(Mischa Sallé)
Best practice - SAML – OIDC attributes/claims mapping
Various attempts
Started with informal group. REFEDS mailing list archive: https://lists.refeds.org/sympa/arc/oidcre
Wiki page: https://wiki.refeds.org/display/GROUPS/OIDCre
RFC working doc: https://github.com/refeds-oidcre/eduperson-jwt-claims
Planning/mapping spreadsheet: https://docs.google.com/spreadsheets/d/1YirGURSkivafVSZCykDuqQjKGKlUu4uHHNHTNB-n_Ic/edit
A few people (Niels van Dijk, Jim Basney, ..) discussed this already and presented this at Tiime December 2015.
Notes from the previous Tiime session: https://rhoerbe.github.io/wwwTiimeworkshopEu/identityworkshop.eu/past-events/ewti-2015/proceedings/18-december-2nd/102-session-18-mapping-eduperson-to-oidc-claims.html
We have a distributed federation in the SAML world whereas OIDC does not, although some work is going on.
Very pragmatic thing where we come up with a best-practice-recommendation in SAML. In the end it is always an implementation-choice if you do mapping.
Markus is displaying documents from the OIDCre wiki:
https://wiki.refeds.org/display/GROUPS/Transforming+Identifiers+between+OIDC+and+SAML
https://wiki.refeds.org/display/GROUPS/Mapping+SAML+attributes+to+OIDC+Claims
Straight mapping from A to B
At the mapping "I want to make sure that it goes both ways".
We are talking about page 24 in https://aarc-project.eu/wp-content/uploads/2016/06/MJRA1.3-Design-for-the-integration-of-an-Attribute-Management-Tool.pdf
It shows a mapping of eduperson to oidc attributes. Remark: sub is not scoped, but local. To be unambiguous you need to write iss+sub.
We should define something so that anybody can participate to work on this.
Two mapping strategies in use at the same time: map some of the basic information (should work with a basic client out-of-the-box). Next: additional profile to provide mapping to claims that have the complete set of eduPerson attributes
Extensions for clients for advanced scenarios.
Next we see a table. All that is yellow is problematic.
Potential issues (Column "Remark"):
Roland can no longer chair the REFEDS OIDCre WG, Niels Van Dijk volunteers to pick it up.
Maarten is proposing to forward this as a strawman proposal to Nicole, and ask her to start a consultation in REFEDS. Registration can happen afterwards. Chances to have this recognized by the OCID group are low. The proposal should be limited to the R+S attribute.
It would be nice if Nils sends a message to Nicole at the end of the session.
First we will solve the simple mapping scenario:
How to deal with the identifier? Red parts at the table (gender birth date…). we should be able to come up with a safe list.

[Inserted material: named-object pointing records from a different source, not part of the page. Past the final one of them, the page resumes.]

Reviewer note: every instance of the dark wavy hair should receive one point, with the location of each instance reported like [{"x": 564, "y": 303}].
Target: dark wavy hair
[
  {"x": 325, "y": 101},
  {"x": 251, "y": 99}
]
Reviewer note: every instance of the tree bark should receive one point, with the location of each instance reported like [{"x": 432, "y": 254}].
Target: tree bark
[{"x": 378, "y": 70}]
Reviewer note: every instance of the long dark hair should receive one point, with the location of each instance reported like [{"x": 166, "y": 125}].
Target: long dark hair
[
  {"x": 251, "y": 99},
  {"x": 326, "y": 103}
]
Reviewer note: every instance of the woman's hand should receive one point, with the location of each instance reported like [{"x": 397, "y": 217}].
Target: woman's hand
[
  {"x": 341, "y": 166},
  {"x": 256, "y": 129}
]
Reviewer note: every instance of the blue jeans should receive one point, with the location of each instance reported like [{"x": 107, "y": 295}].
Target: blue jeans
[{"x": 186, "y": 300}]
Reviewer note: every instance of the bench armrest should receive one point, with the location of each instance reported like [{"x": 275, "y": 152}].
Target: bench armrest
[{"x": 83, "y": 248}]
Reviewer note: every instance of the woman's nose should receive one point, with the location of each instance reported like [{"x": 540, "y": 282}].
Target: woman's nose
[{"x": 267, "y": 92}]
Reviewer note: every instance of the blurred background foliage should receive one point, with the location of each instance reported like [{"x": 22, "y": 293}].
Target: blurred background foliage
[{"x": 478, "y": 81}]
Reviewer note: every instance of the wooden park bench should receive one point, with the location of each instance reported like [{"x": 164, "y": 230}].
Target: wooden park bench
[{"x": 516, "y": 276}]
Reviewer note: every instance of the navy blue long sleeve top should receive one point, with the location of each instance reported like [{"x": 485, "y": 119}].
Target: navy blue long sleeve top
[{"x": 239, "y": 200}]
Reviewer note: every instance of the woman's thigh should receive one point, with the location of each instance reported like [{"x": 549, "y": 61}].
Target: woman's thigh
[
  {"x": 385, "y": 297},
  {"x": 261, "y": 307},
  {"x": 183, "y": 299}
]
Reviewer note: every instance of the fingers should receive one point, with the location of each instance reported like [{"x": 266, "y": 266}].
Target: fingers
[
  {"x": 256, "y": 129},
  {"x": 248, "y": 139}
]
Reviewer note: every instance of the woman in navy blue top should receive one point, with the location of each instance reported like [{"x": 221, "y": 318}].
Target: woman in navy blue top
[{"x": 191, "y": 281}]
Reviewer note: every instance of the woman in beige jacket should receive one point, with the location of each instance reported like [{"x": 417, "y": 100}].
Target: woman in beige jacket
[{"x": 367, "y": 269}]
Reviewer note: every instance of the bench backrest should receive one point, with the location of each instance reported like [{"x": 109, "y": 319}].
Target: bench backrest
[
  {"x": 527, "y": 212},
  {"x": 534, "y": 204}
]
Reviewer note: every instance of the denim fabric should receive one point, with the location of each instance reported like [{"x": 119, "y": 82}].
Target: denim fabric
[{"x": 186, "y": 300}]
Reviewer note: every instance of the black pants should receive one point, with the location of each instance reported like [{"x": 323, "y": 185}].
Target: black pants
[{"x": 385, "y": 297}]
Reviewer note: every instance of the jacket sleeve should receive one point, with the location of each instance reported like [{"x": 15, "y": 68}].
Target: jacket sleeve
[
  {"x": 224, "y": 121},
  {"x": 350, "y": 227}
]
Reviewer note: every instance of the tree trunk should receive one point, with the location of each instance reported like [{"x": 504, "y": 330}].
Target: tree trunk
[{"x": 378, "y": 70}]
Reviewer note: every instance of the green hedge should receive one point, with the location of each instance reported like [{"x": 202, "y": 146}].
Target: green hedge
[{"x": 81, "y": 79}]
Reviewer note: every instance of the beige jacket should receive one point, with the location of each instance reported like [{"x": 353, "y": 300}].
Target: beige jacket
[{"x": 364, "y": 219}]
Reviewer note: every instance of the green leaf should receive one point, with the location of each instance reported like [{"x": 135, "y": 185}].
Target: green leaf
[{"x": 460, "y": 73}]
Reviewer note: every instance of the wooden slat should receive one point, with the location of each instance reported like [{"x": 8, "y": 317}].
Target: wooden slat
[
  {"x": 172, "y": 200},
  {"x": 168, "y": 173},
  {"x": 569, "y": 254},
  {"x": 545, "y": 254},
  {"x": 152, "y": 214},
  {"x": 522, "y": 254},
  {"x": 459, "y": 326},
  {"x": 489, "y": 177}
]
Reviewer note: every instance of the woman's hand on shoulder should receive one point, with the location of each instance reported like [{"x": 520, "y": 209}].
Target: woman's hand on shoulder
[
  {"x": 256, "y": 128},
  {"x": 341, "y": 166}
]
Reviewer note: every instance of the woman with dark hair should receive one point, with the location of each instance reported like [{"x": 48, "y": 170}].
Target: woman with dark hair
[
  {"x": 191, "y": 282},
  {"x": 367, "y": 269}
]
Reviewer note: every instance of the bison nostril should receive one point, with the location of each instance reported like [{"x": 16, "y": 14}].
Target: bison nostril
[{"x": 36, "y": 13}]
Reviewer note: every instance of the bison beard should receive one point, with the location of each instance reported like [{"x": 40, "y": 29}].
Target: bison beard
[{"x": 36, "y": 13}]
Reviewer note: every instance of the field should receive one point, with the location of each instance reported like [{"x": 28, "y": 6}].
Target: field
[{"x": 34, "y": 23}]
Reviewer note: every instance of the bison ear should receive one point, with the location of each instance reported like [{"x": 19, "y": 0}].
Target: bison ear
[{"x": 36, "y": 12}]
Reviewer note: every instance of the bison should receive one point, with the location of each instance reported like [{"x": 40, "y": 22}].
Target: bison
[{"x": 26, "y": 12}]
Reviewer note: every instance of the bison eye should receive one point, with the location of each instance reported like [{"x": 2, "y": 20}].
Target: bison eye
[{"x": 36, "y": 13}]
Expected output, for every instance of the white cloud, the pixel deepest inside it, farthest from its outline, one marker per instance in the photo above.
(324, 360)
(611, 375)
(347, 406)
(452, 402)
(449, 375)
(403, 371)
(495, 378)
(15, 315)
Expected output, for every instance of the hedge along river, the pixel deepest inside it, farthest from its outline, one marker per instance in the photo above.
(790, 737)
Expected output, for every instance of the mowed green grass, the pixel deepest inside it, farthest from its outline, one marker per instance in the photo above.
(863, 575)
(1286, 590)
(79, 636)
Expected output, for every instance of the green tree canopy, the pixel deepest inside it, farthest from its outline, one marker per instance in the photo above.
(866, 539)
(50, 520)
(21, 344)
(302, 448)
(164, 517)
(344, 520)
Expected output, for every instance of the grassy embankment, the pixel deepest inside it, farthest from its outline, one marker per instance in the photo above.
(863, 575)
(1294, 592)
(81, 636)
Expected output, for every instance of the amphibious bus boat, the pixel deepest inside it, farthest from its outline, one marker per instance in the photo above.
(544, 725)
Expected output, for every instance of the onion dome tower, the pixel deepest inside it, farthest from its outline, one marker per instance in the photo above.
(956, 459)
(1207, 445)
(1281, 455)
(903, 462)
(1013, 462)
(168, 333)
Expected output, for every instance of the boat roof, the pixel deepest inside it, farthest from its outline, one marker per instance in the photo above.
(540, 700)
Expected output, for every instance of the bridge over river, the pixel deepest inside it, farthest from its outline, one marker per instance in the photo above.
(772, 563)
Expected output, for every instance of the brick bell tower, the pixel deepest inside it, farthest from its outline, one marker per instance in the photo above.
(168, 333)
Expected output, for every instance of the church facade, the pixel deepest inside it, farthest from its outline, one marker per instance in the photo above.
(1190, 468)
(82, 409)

Niels' proposal for order of handling things:
Double-checking of what is the 'simple mapping' list:
-Identifier (proposal in comment from Tom Scavo on the OIDCre wiki https://wiki.refeds.org/display/GROUPS/Transforming+Identifiers+between+OIDC+and+SAML?focusedCommentId=13107203#comment-13107203)
The problematic attributes:
eduPersonAffiliation
eduPersonScopedAffiliation
eduPersonEntitlement
We already have a global community to give feedback.
Proposal:
Everyone who wants can join the REFEDS OICDre (https://wiki.refeds.org/display/GROUPS/OIDCre) working group.
Leif suggested to start a claims registry at IANA for having easy unambiguous handles to any OIDC/SAML/etc attribute. Actually there could be an IETF FO-working group for a couple topics, which would provide the resources for this.
There should be an IETF-workstream. We need to write a RFC.
Niels will be writing a proposal about what attributes to use.
Niels will present the conclusions in the summary session.